Carol Davidsen, on the other hand, comes out of this looking pretty awesome. More like her, please.
posted by en forme de poire at 9:44 AM on September 30, 2013


But the "money creates change" thing is depressing. I think this quote summarizes it pretty well:
The people in their 20s and 30s from the Obama tech team had seen others just like them get incredibly rich on innovations (Facebook, Twitter, etc.) that were as transformational as anything they could hope to achieve in government.
It reminds me of when I went to my college reunion a while back and a crazy fraction of people I talked to were either quitting their consulting job to go to business school, or had just graduated from business school and were now consultants. (The West Coast version appears to be founding or joining Bay Area tech startups with cute names and an iPhone app.) I dunno, man.
posted by en forme de poire at 9:53 AM on September 30, 2013 [1 favorite]


(The choice of illustration is pretty interesting too. They put two functionally identical extra illustrations in the side-bar next to an illustrative photo. Is that a thing? Is it for tablets? And then way it's captioned makes it sound like it was done by two separate teams... an illustrator and two colorists, when typically I'd expect three artists to go under a studio name. Or just, you know, have one artist doing both things.)
posted by tychotesla at 10:21 AM on September 30, 2013


I blew $5 in a casino in Atlantic city at a slot machine. I didn't want to but my parents insisted I try it and pressed a fiver into my hand. So I have already spent $5 of my inheritance very very poorly.

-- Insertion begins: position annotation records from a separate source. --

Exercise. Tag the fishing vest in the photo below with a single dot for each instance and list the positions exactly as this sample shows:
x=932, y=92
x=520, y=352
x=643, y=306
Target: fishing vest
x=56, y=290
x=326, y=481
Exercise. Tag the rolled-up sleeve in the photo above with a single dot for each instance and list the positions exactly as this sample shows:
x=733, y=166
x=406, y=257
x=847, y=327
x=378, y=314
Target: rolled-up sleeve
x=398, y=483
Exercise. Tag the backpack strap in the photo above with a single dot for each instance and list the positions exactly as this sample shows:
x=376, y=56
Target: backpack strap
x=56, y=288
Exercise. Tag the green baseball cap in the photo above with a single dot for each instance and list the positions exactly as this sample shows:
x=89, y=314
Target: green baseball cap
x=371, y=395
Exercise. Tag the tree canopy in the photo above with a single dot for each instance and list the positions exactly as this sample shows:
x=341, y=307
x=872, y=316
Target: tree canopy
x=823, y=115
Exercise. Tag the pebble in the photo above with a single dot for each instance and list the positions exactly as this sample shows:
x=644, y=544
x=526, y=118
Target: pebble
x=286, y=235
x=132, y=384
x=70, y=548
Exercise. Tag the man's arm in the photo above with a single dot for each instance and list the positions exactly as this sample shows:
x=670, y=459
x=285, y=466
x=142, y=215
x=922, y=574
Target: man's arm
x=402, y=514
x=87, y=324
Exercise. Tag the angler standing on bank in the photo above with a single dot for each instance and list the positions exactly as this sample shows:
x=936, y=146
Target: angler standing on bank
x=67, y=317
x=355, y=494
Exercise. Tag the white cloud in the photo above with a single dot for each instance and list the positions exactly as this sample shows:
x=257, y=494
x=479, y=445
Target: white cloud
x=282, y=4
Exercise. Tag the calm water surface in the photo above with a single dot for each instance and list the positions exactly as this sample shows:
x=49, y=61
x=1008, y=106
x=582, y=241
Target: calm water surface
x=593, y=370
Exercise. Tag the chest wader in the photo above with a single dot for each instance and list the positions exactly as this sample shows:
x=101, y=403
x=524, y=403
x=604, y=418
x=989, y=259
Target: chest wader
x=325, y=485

Now, I am well trained on probability, statistics and models of learning. I know exactly how these things work. I did incredibly well in the token economy of grades in my animal learning class. So well the professor actually warned me off getting a higher grade because the grad programs would dismiss the course as too easy if I got any higher ( possibly he may have wanted a certain scholarship to go to certain student he was working with at the time - I ignored him anyway - I was hooked on grades). So I tried to lose the quarter sawbuck and get my ass out of that forced oxygen, air conditioned bell ringing light flashing madhouse as quickly as I could.

It was damn hard to quickly lose $5. Like really hard. It took about twenty minutes to wipe me out when I was trying to lose as fast as I could. I can't even imagine the fresh hell that greater optimization could produce.
posted by srboisvert at 2:28 PM on September 30, 2013 [1 favorite]


oneswellfoop, there are a number of factors here:
* Obama people are not necessarily branded Democrat people.
* Congressional campaigns are really different from Presidential campaigns. There's no national TV market involvement, for starters, and local programming metrics are going to be a lot sparser and less useful. Mainly, they have less money. The DNCC and DSCC have some but post-Howard-Dean aren't in anything like a 50-state-strategy.
* Most and foremost, there are a shrinking number of competitive House seats. There just aren't enough jobs there for everybody.

I think, though, that part of the whole point of this technological approach is that it isn't exactly magic, it's just hard work.